Dans le contexte de l’accession récente de Charles III au trône, le concert de Harry Christophers avec son Sixteen Choir and Orchestra, programmant des chants de bienvenue et de la musique écrite pour le couronnement de Jacques II, était une leçon de culture opportune. musique en des temps politiques agités.

La musique vocale de Purcell est surtout remarquable pour sa composition de mots imaginative, il était donc ironique que dans l’acoustique de l’abbaye de Bath, même avec des textes imprimés, les mots n’étaient souvent pas discernables. Mais le son accompli des huit voix – comme dans les enregistrements acclamés de Purcell des Sixteen – a été magnifiquement porté et a été plus que compensé par le jeu instrumental. Les subtilités de l’harmonie et de l’imbrication contrapuntique dans les nombreux intermèdes et postludes étaient tout à fait séduisantes, notamment la chaconne finale What Greater Bliss, de la chanson de 1687 Sound the Trumpet! Battez le tambour ! Z335, écrit pour accueillir Jacques II de retour de vacances.
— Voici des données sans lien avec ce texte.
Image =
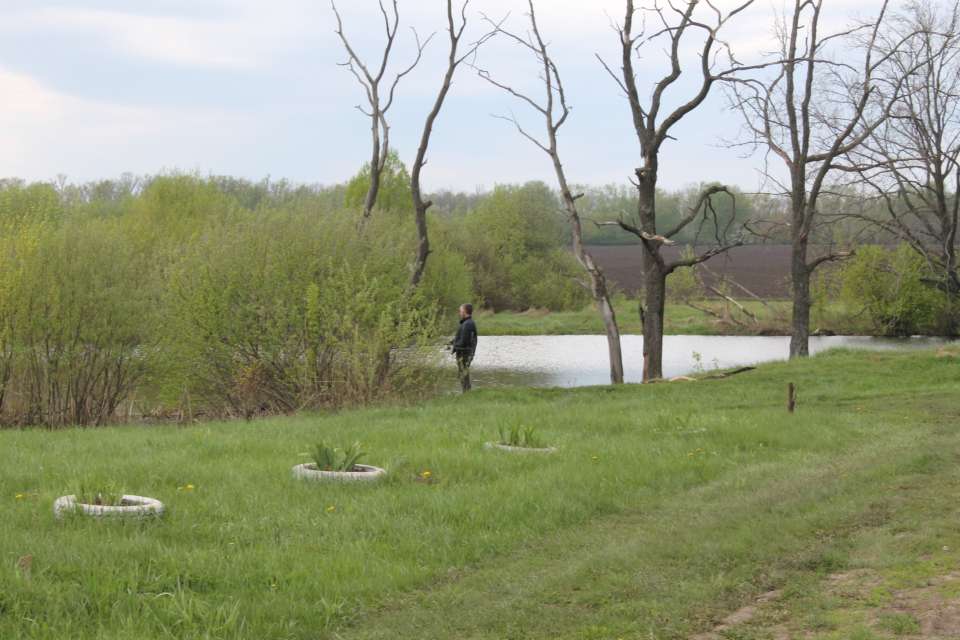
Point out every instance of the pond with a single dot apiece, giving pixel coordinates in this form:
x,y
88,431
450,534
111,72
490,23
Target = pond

La chanson de couronnement pastorale While Thirsis, Wrapp’d In Downy Sleep, Z437, chantée par la soprano Katy Hill avec un ton doux et pur, a été suivie par la courte chanson catch-song Full Bags, a Brisk Bottle, son caractère alcoolisé et jovial offrant un contraste amusant avec le décor de fête parfois flagorneur. La dernière chanson de bienvenue Why, Why Are All the Muses Mute? a permis de faire entendre de belles voix individuelles dans des couplets successifs, les mots apparaissant maintenant clairement et d’autant plus valorisants.
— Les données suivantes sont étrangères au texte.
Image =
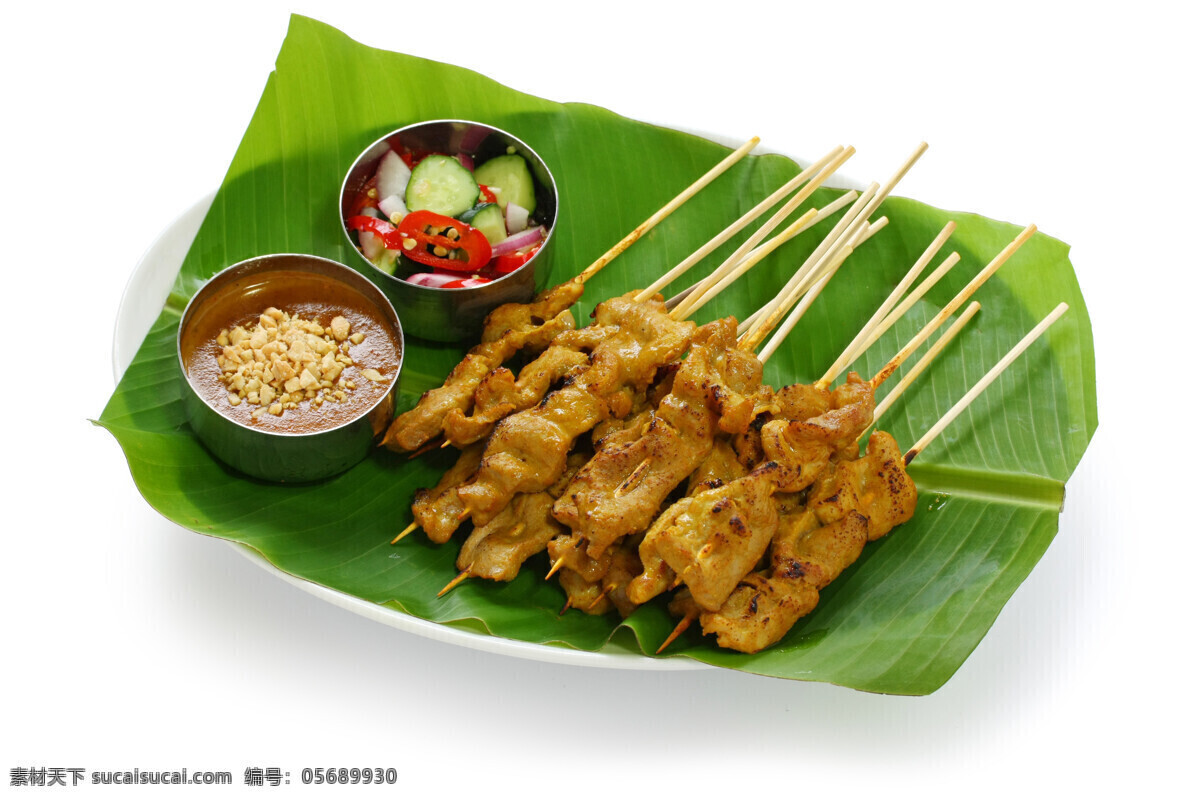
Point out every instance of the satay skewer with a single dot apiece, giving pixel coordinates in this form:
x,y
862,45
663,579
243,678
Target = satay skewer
x,y
738,224
828,270
666,210
1001,258
978,389
856,344
923,362
936,429
708,287
684,624
863,232
459,578
841,234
Pendant la semaine du MozartFest, les numéros K du catalogue Köchel sont proéminents et familiers ; les numéros Z attribués par Franklin Zimmerman dans son catalogage des œuvres de Purcell sont encore inconnus, mais son érudition a été inestimable. Zimmerman a 99 ans, il n’est donc peut-être pas trop tôt pour le saluer également.